INTERNET DRAFT                           Phillip M. Hallam-Baker, W3C
   Expires in six months                          email: <hallam@w3.org>
                                                         Brian Behlendorf
                                               email: <brian@organic.com>
                                                      21st February 1996


                          Extended Log File Format

                      <draft-hallam-http-logfile-00.txt>

Status of this Memo

   This document is an Internet draft. Internet drafts are working
   documents of the Internet Engineering Task Force (IETF), its areas
   and its working groups. Note that other groups may also distribute
   working information as Internet drafts.

   Internet Drafts are draft documents valid for a maximum of six
   months and can be updated, replaced or obsoleted by other documents
   at any time.
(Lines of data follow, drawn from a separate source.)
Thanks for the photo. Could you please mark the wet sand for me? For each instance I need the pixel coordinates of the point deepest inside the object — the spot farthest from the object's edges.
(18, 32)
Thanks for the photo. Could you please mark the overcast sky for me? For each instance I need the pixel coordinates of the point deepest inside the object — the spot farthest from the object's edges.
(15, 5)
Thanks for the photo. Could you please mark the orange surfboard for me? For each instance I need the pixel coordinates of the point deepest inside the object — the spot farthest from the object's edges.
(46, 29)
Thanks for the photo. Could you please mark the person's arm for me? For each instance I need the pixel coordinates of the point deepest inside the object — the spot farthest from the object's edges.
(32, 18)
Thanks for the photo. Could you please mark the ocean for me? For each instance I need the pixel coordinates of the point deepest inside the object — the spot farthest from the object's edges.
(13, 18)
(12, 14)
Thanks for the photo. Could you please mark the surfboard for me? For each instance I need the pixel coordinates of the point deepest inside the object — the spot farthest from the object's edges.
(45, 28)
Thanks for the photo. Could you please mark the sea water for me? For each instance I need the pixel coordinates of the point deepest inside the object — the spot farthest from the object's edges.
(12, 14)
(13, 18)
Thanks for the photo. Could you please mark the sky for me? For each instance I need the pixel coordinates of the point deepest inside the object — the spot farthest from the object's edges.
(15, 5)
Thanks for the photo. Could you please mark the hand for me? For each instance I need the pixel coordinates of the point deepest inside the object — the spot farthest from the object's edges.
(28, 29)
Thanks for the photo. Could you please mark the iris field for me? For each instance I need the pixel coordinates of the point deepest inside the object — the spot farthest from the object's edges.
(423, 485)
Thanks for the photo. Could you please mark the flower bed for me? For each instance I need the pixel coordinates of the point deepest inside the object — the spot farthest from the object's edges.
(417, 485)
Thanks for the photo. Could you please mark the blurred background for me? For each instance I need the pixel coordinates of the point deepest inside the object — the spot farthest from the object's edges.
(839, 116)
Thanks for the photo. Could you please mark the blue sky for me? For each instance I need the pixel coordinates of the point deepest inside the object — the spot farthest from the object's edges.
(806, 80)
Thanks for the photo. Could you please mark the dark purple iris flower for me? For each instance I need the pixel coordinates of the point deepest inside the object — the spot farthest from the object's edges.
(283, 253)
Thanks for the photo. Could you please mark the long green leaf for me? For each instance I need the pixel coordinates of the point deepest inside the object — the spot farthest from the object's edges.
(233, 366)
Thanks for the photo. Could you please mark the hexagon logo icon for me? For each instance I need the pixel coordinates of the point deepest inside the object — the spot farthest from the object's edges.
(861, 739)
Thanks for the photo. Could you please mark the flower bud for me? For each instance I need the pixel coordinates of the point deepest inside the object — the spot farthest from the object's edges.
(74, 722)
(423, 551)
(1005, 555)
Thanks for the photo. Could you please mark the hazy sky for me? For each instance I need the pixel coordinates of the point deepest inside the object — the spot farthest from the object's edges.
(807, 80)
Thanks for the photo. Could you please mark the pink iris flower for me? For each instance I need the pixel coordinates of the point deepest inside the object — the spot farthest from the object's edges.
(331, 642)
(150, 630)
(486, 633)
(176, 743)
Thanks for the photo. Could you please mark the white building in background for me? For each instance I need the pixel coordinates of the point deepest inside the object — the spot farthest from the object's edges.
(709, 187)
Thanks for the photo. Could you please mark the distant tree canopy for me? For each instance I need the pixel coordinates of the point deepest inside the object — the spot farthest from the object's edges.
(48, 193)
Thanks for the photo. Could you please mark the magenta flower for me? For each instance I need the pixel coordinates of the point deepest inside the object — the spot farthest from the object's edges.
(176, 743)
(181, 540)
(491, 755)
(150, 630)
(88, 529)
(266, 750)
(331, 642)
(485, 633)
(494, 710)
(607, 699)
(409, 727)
It is inappropriate to use Internet drafts as reference
   material or to cite them as other than as "work in progress".

   To learn the current status of any Internet draft please check the
   "lid-abstracts.txt" listing contained in the Internet drafts shadow
   directories on ftp.is.co.za (Africa), nic.nordu.net (Europe),
   munnari.oz.au (Pacific Rim), ds.internic.net (US East coast) or
   ftp.isi.edu (US West coast). Further information about the IETF can
   be found at URL: http://www.cnri.reston.va.us/

   Distribution of this document is unlimited. Please send comments to
   the HTTP working group (HTTP-WG) of the Internet Engineering Task
   Force (IETF) at < http://www.ics.uci.edu/pub/ietf/http/. This note
   is also avaliable as a World Wide Web Consortium Working Draft
   WD-logfile-960221, archived at
   http://www.w3.org/pub/WWW/TR/WD-logfile-960221.html

   Extended Log File Format

                                                             WD-logfile-960221

                          Extended Log File Format

                    W3C Working Draft _WD-logfile-960221_

   This version:
        http://www.w3.org/pub/WWW/TR/WD-logfile-960221.html

   Latest version:
        http://www.w3.org/pub/WWW/TR/WD-logfile.html

   Authors:
       Phillip M. Hallam-Baker <hallam@w3.org>

Phillip M. Hallam-Baker                                                 Page 1



Extended Log File Format

       Brian Behlendorf  <brian@organic.com>

------------------------------------------------------------------------------
Status of this document

   This is a W3C Working Draft for review by W3C members and other
   interested parties. It is a draft document and may be updated,
   replaced or obsoleted by other documents at any time. It is
   inappropriate to use W3C Working Drafts as reference material or to
   cite them as other than "work in progress". A list of current W3C
   working drafts can be found at: http://www.w3.org/pub/WWW/TR

   Note: since working drafts are subject to frequent change, you are
   advised to reference the above URL, rather than the URLs for working
   drafts themselves.







































Phillip M. Hallam-Baker                                                 Page 2



Extended Log File Format

Abstract

   An improved format for Web server log files is presented. The format
   is extensible, permitting a wider range of data to be captured. This
   proposal is motivated by the need to capture a wider range of data
   for demographic analysis and also the needs of proxy caches.

Introduction

   Most Web servers offer the option to store logfiles in either the
   common log format or a proprietary format. The common log file
   format is supported by the majority of analysis tools but the
   information about each server transaction is fixed. In many cases it
   is desirable to record more information. Sites sensitive to personal
   data issues may wish to omit the recording of certain data. In
   addition ambiguities arise in analysing the common log file format
   since field separator characters may in some cases occur within
   fields. The extended log file format is designed to meet the
   following needs:

   *   Permit control over the data recorded.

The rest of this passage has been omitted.